Hepatitis outbreak from a health-care worker

A new case report from the Centers for Disease Control underscores the essential nature of universal precautions. The New York City Department of Health had two cases of Hepatitis C infection reported in 2007 and 2009 in patients who had no other risk factors for infection other than a previous outpatient medical procedure. Both cases have been deemed due to the procedure, and are consequently nosocomially-acquired iatrogenic infections, or infections that are directly caused by a medical procedure.

Hepatitis C is a contagious infection of the liver caused by the HepC virus, which is unrelated to the HepA or HepB viruses. Hepatitis C is mainly acquired via contaminated body fluids, and risk factors in the general population include intravenous drug use with shared needles, unsafe practices in tattoo and piercing facilities, and with unprotected sex with an infected partner. Acute infection generally does not occur with Hepatitis C, and instead long-term chronic infection is the norm leading to scarring  (cirrhosis) of the liver and decreased liver function. Signs and symptoms associated with chronic Hepatitis C infection include abdominal pain, fever, fatigue, jaundice, nausea, and loss of appetite, and diagnosis is generally accomplished by detecting the presence of the virus in the bloodstream. Antiviral medications are available that can decrease and potentially eliminate the virus, however most health care providers refer to a “sustained virologic response” as opposed to a “cure” when discussing treatment outcomes with patients because of the difficulty in completely eliminating the virus. Long term infection due to HepC can result in complete liver failure or liver cancer.

In the first case reported to the NYC Dept of Health, a male patient in his 60’s contacted the DOH in May 2007  to report his recent HepC infection.
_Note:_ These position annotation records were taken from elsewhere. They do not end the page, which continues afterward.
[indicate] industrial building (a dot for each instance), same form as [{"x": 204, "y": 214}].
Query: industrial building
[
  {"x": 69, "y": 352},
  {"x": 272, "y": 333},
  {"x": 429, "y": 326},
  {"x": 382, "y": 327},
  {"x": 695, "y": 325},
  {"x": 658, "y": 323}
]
He had none of the typical risk factors associated with HepC infection other than an outpatient endoscopy procedure in February 2007. Previous blood work from 2006 indicated that he was uninfected at that time. Review of the procedure with the gastroenterologist and anesthesiologist present were unaware of any other patients who were HepC positive. The anesthesiologist indicated that he did reuse a stock of propofol (single-use anesthetic) between patients, and further investigation by the DOH indicate that two of the previous patients were positive for Hepatitis C.  The DOH advised that the anesthesiologist discontinue the practice of reusing the drugs between patients immediately. Further examination of 2900 patients treated by the anesthesiologist between January 2005 and November 2007 did not turn up any additional clusters of patients suggesting further transmission.

In the second case, a woman in her 40’s reported an acute Hepatitis C infection, following a gastroenterology procedure in a different outpatient clinic with a different gastroenterologist. The anesthesiologist however was the same, and the infection likely occurred during the time frame when the doctor reported using the single use vials of propofol for multiple patients. The NYC DOH then decided to notify all 3278 patients who received care from this anesthesiologist between January 2005 and July 2008, and recommend that they be tested for HepB, HepC, and HIV.

Editorial notes added to the cases by the CDC suggest that these isolated cases likely represent only the tip of the iceberg with HepC infections acquired during health care procedures. Transmission in these cases occurred due to breaches in aseptic technique, and the majority of previously identified patient to patient transmission cases also involve breakdowns in care. The CDC notes that timely investigation of these cases is hindered by the ability of local departments of health being able to devote appropriate resources in identifying the source of the infection. Best practices for controlling Hepatitis C and other infectious agents at the local level should include public health surveillance and reporting, complete investigation of reported cases to identify breaches in treatment, and investigation to identify other infected individuals in order to stop the spread of these infections.


About ycpmicro

My name is David Singleton, and I am an Associate Professor of Microbiology at York College of Pennsylvania. My main course is BIO230, a course taken by allied-health students at YCP. Views on this site are my own.

Posted on June 1, 2012, in Wash your hands! and tagged , . Bookmark the permalink. 2 Comments.

  1. This article was frightening to read. The fact that the anesthesiologist would find it appropriate practice to share single use meds between patients really does make one wonder what other practices are being used that are putting patients in jeopardy, and I do hope he lost his license. It makes me, as a nurse, more aware of my own practices and standard precautions to protect not only myself but also my patients and makes me want to be more prudent in all I do.

    • My comments to my friends on FB, where I reposted a link to this entry: “Docs and nurses: please do not reuse needles and drugs when you get to me!”

      The CDC report did not indicate whether any disciplinary action was taken with the physician in this case by the New York Dept of Health.